Last week, the United States Court of Appeals for the Federal Circuit issued an opinion in Curver Luxembourg, SARL v. Home Expressions Inc., No. 2018-2214 (Sept. 12, 2019). In a “case of first impression,” the Court held that design patents are necessarily limited to specific articles of manufacture and may not cover mere patterns of surface ornamentation.
Curver owns U.S. Design Patent No. D677,946, which is entitled “Pattern for a Chair” and claims an “ornamental design for a pattern for a chair”—specifically, an overlapping “Y” pattern. The patent’s figures, however, illustrate the claimed overlapping “Y” pattern disconnected from a chair or any other specific article of manufacture. Curver sued Home Expressions, alleging that storage baskets sold by Home Expressions infringed Curver’s design patent because they incorporated the overlapping “Y” pattern. The district court dismissed the complaint under Rule 12(b)(6). It held Curver’s patent rights were limited to use of the ornamental design on chairs and, therefore, Curver could not state a plausible claim for infringement against Home Expressions’ baskets. Curver appealed.

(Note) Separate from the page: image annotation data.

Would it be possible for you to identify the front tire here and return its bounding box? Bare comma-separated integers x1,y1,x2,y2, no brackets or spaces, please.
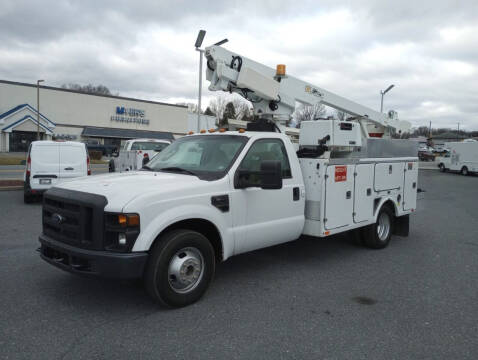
108,159,115,172
144,229,215,307
23,193,33,204
363,206,394,249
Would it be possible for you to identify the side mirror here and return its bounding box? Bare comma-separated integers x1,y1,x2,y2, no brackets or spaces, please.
261,160,282,190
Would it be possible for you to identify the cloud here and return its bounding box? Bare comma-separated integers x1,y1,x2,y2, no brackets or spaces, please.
0,0,478,129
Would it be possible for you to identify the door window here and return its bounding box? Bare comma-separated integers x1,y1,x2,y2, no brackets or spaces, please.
239,139,292,183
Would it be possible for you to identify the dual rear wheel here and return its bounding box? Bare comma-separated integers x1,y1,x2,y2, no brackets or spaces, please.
355,205,395,249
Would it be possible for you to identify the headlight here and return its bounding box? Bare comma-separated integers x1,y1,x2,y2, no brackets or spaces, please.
103,213,140,252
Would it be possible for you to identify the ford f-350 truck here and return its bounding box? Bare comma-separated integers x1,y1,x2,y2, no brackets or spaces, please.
40,127,417,306
40,40,418,306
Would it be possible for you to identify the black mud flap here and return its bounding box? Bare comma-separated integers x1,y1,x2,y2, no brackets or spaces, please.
393,215,410,236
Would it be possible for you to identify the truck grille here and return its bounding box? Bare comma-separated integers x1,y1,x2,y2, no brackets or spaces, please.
43,188,106,250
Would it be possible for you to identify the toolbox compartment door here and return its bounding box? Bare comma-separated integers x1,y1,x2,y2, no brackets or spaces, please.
324,165,355,230
402,161,418,210
374,162,404,191
353,164,374,223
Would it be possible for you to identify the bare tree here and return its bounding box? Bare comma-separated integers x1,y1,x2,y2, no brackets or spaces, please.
293,104,326,127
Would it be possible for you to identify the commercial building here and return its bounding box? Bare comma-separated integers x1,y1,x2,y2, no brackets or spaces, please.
0,80,189,152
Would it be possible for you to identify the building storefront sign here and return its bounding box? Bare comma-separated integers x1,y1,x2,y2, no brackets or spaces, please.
111,106,149,125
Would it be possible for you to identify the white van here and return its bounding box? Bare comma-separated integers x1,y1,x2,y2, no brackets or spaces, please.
23,141,91,203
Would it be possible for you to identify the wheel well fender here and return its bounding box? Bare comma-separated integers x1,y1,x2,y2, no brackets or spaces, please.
157,218,224,262
374,197,399,221
133,205,234,261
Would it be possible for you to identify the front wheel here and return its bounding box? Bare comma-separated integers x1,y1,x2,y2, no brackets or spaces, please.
108,159,115,172
363,206,394,249
144,230,215,307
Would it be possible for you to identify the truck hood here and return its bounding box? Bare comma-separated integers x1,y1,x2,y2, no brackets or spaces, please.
57,171,205,210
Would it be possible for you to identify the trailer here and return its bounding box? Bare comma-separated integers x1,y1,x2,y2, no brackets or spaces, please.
437,140,478,175
108,139,171,172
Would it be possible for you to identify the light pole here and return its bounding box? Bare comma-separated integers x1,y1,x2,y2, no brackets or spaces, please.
37,80,45,140
380,84,395,112
194,30,206,132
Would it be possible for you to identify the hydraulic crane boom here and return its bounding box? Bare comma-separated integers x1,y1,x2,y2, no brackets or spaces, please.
205,45,411,136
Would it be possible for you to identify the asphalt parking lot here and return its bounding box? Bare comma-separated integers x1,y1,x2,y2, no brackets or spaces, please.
0,170,478,359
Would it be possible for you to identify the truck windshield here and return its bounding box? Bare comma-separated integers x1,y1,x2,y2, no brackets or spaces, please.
148,135,248,180
131,141,169,151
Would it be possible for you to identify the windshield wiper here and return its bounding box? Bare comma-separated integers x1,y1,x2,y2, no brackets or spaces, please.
159,166,197,176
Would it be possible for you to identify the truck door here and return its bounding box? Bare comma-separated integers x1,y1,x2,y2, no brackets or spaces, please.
403,162,418,210
60,143,87,179
324,165,354,230
232,138,305,254
353,164,373,223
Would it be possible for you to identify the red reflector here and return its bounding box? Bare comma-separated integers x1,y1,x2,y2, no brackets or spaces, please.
27,156,32,176
86,156,91,175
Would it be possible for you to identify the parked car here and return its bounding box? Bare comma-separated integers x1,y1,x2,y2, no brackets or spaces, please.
23,141,91,203
108,139,171,172
418,151,435,161
85,140,118,156
437,141,478,175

The Federal Circuit affirmed. The Court rejected Curver’s argument that the district court improperly limited the patent based on the claim language instead of looking to the figures, which were not limited to chairs. The Court recognized that the scope of a design patent is traditionally defined by the figures, but explained this precedent did not apply to the “atypical situation” in which the patent’s figures did not illustrate any specific article of manufacture. The Court held the claim language “pattern for a chair” limited the scope of Curver’s design patent because it supplied the patent’s only description of an article of manufacture. The Court explained that Culver’s interpretation would improperly lead to a patent on a pattern of surface ornamentation untethered from any specific product, and that “long-standing precedent, unchallenged regulation, and agency practice all consistently support the view that design patents are granted only for a design applied to an article of manufacture, and not a design per se.”
The Court further rejected Curver’s argument that the district court improperly applied prosecution history estoppel to limit the scope of the patent. The Court held that because Curver amended the title, claim, and figure descriptions to recite “pattern for a chair” to satisfy the article of manufacture requirement, which was necessary to secure its patent, these amendments were limiting.